I want to use RegEx to make an entire word to match if and only if it meets both of the following conditions:

  • There are no repeating letters in the first N characters

  • There are no repeating letters in the last M characters

Let's say, for example, N = 6 and M = 4. Given the string: "ABCDCFABCD ABCDEFABCB ABCDEFABCD", The behavior should be:

"ABCDCFABCD" > not match becuase it has two C's in the first 6 characters. (ABCDCF)

"ABCDEFABCB" > not match becuase it has two B's in the last 4 characters. (ABCB)

"ABCDEFABCD" > match because it has no repeating letters in the first 6 and last 4 characters.

CodePudding user response:

One can test if the first 6 or last 4 characters of a string contain a repeating character by attempting to match the regular expression

RGX = /^.*(.).*\1.*(?<=^.{6})|(?=.{4}$).*(.).*\2/

Demo

Words that do have no repeating characters among the first 6 or last 4 are therefore word that do not match this regular expression. In Ruby, for example, we could write:

arr = ["ABCDCFABCD ABCDEFABCB", "ABCDCFABCB", "ABCDCFXYZABCD",
       "ABCDEFXYZABCB", "ABCDCFXYZABCB", "ABCDEFABCD", "ABCDEFXYZABCD"]

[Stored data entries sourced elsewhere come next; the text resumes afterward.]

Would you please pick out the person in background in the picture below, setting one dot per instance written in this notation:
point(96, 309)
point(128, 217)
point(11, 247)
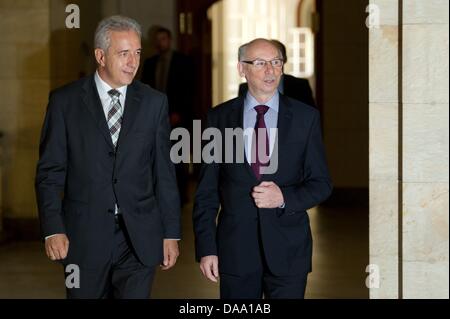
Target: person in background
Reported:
point(172, 73)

The words among the elements of arr that have no repeating characters among the first 6 or last 4 are obtained by rejecting those words that match the regular expression RGX:

arr.reject { |word| word.match?(RGX) }
  ["ABCDEFABCD", "ABCDEFXYZABCD"]

The elements of the regular expression are as follows.

^           # match beginning of string
.*          # match zero or more chars
(.)         # match a char and save to capture group 1
.*          # match >= 0 chars
\1          # match content of capture group 1
.*          # match >= 0 chars
(?<=^.{6})  # string location is preceded by 6 chars at start of string
|           # or
(?=.{4}$)   # string location is followed by 4 chars at end of string
.*          # match >= 0 chars
(.)         # match a char and save to capture group 2
.*          # match >= 0 chars
\2          # match content of capture group 2

(?<=^.{6}) is a positive lookbehind; (?=.{4}$) is a positive lookahead.

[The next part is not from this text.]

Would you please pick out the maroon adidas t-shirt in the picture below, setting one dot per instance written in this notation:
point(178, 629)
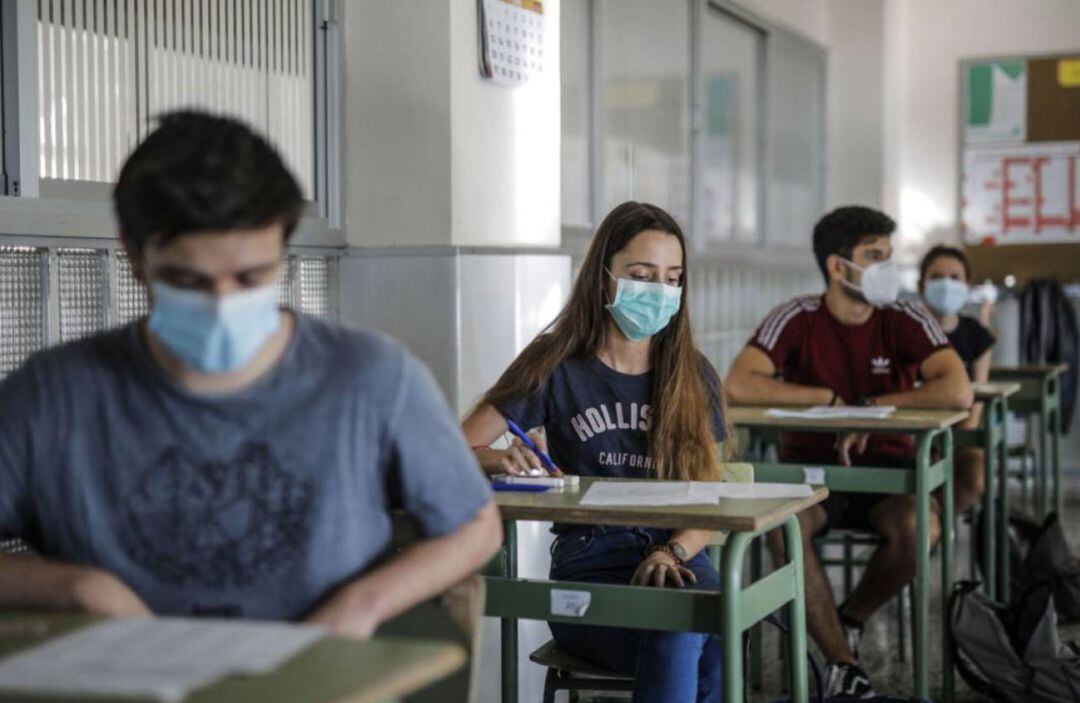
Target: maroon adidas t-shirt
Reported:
point(882, 355)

CodePudding user response:

I'm pretty sure this is way more complicated with regex than without.

def get_matches(document, N, M):
    matches = []        
    for word in document.split():
        # check if number of unique characters is smaller than number of characters for both substrings
        if len(set(word[:N])) < len(word[:N]) or len(set(word[-M:])) < len(word[-M:]):
            continue
        matches.append(word)
    return matches

Or alternatively

def get_matches(document, N, M):
    return [word for word in document.split() if len(set(word[:N])) == len(word[:N]) and len(set(word[-M:])) == len(word[-M:])]

Which returns

print(get_matches("ABCDCFABCD ABCDEFABCB ABCDEFABCD"))
> ['ABCDEFABCD']

If it has to be regex then you could probably try something like backreferences to single character capture groups, but im not sure how to make that work for this case.